Y volviendo a la idea que motivó esta entrada, regreso al tema de la misma, que
soy un hombre asocial a quien su soledad le duele. La pregunta lógica es por
qué permanezco solo si esta condición es el origen del mayor de mis sufrimientos.
Es un hecho que no conozco la respuesta.
En momentos de angustia, llego a creer que esta condición de
vida es permanente, que no va a cambiar, que estoy condenado a vivir así y
entonces aparece la certidumbre de que un día voy a terminar con mi vida.

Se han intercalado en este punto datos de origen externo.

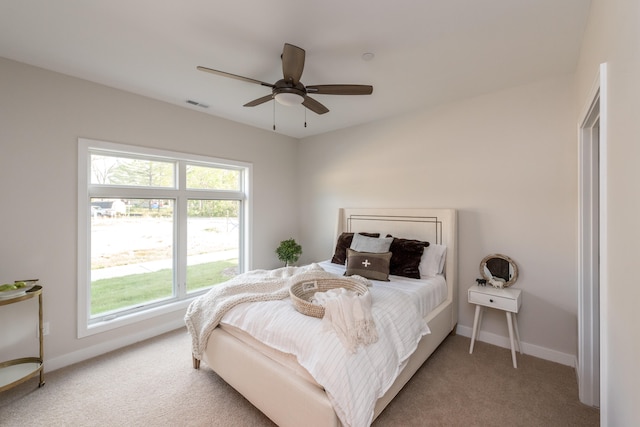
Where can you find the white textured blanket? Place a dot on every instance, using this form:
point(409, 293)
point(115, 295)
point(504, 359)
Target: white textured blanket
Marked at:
point(205, 312)
point(353, 381)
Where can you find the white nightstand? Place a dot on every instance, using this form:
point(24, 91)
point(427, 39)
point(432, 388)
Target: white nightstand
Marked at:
point(508, 300)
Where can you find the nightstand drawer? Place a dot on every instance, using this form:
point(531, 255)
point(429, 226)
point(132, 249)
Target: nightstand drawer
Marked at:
point(494, 301)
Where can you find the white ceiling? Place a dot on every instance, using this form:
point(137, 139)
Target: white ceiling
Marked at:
point(427, 52)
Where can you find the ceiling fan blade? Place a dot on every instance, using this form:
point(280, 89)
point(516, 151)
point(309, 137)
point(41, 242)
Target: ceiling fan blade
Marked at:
point(340, 89)
point(314, 105)
point(259, 101)
point(292, 62)
point(233, 76)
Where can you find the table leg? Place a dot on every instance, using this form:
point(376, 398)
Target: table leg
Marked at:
point(474, 332)
point(515, 325)
point(513, 351)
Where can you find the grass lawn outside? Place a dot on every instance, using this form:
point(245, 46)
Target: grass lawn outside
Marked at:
point(128, 291)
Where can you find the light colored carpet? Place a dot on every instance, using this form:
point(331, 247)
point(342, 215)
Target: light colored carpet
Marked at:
point(152, 383)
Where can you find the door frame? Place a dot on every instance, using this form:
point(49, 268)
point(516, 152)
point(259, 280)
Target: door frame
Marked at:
point(592, 243)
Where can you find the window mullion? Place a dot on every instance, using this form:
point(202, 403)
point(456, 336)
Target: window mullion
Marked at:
point(180, 257)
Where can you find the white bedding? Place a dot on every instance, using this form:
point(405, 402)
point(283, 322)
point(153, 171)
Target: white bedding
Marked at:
point(353, 382)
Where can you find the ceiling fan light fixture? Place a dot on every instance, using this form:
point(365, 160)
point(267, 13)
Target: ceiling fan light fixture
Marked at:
point(289, 99)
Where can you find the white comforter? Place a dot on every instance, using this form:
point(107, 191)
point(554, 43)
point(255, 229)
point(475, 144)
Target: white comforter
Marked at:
point(353, 382)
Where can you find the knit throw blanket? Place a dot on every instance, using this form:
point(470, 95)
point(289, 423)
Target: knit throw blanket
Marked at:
point(205, 312)
point(349, 316)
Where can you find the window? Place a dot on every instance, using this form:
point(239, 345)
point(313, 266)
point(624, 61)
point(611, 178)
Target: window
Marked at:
point(155, 229)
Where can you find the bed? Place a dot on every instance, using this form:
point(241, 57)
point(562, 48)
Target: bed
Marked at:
point(282, 388)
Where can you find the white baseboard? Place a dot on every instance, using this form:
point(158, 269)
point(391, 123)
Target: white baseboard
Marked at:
point(530, 349)
point(102, 348)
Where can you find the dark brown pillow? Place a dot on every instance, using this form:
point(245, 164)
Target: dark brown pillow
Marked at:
point(344, 241)
point(371, 265)
point(407, 254)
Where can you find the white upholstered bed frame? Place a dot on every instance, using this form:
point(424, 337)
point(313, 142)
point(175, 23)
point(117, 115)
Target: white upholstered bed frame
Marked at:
point(288, 399)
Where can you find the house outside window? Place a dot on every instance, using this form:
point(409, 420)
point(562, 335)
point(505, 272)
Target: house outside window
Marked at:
point(155, 229)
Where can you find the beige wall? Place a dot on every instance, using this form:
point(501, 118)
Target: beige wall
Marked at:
point(612, 37)
point(42, 115)
point(506, 160)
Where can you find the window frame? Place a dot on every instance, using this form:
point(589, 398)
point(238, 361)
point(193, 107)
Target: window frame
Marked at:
point(86, 190)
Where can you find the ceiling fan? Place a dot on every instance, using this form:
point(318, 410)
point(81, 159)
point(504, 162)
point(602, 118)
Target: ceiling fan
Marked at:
point(289, 90)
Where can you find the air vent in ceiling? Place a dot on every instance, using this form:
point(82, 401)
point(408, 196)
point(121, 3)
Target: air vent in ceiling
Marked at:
point(197, 104)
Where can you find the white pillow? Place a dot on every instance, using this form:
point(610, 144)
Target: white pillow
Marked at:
point(376, 245)
point(432, 262)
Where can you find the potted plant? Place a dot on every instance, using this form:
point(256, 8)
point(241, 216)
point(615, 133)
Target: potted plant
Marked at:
point(289, 251)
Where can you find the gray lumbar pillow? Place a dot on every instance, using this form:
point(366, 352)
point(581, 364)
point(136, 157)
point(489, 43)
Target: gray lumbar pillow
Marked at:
point(362, 243)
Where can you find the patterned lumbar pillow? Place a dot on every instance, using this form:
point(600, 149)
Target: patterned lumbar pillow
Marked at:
point(371, 265)
point(344, 242)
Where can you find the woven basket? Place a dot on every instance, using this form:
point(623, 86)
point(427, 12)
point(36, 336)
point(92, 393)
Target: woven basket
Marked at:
point(302, 292)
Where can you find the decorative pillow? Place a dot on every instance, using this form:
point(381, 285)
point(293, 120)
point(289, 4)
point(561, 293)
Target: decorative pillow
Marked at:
point(406, 257)
point(362, 243)
point(344, 241)
point(371, 265)
point(432, 262)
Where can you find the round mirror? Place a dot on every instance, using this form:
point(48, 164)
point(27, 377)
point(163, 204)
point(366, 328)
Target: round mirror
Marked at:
point(500, 269)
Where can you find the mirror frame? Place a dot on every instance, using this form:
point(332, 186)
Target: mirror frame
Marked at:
point(512, 264)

Habiendo pasado mi juventud, hallándome en la edad madura, vislumbro (si bien
todavía de manera un tanto lejana) la vejez sin poder imaginar ni remotamente
cómo sería esta. Lo que sí puedo visualizar es la posibilidad de un día, no muy
lejano, desaparecer de la faz de la tierra deseando que nadie me recuerde, como
si no hubiera nacido jamás. Que no haya una tumba, ni cenizas, ni ninguna
imagen ni documento que indique que alguna vez existí.
Hace tres años leí el libro de Viktor Frankl ‘el hombre en
busca de sentido’ y si bien comprendí el sufrimiento gigantesco que enfrentó y
superó (algo inimaginable en otras circunstancias), no me ayudó a encontrarle
un significado ni un rumbo a mi vida; esta obra de la literatura pareció no
tener ningún efecto en mí.
En los últimos meses he decidido cambiar el modo como vivo,
encontrar una senda, dejar de vivir a la deriva, pero todo ha quedado en planes
no estipulados con claridad, en la intención, en los primeros bocetos para
volver a caer en una vida rutinaria, aburrida, tediosa, en buena medida
dolorosa dominada por el resentimiento y la tristeza.
No sé cómo acercarme a otras personas, específicamente a una
mujer que quiera establecer conmigo una relación significativa, de preferencia
de pareja o si esto no fuera posible, de amistad cercana que implicaría pasar
tiempo juntos, compartir nuestras vidas, nuestros deseos y nuestras
aspiraciones; hacer planes a futuro y contar con una motivación real para poder
volver a esforzarme.
Hace años me di por vencido porque volví a perder la
voluntad de vivir y no parezco tener la capacidad de recuperarla. Una de las
pocas motivaciones para seguir adelante ha sido hacer daño a las personas que
me perjudicaron y contribuyeron a arruinar mi vida. El principal responsable
fue mi padre, ya fallecido y a quien no puedo dejar de odiar; pero hay otros,
como el ‘amigo’ que me pegó por la espalda en enero de 1998 (hace 21 años)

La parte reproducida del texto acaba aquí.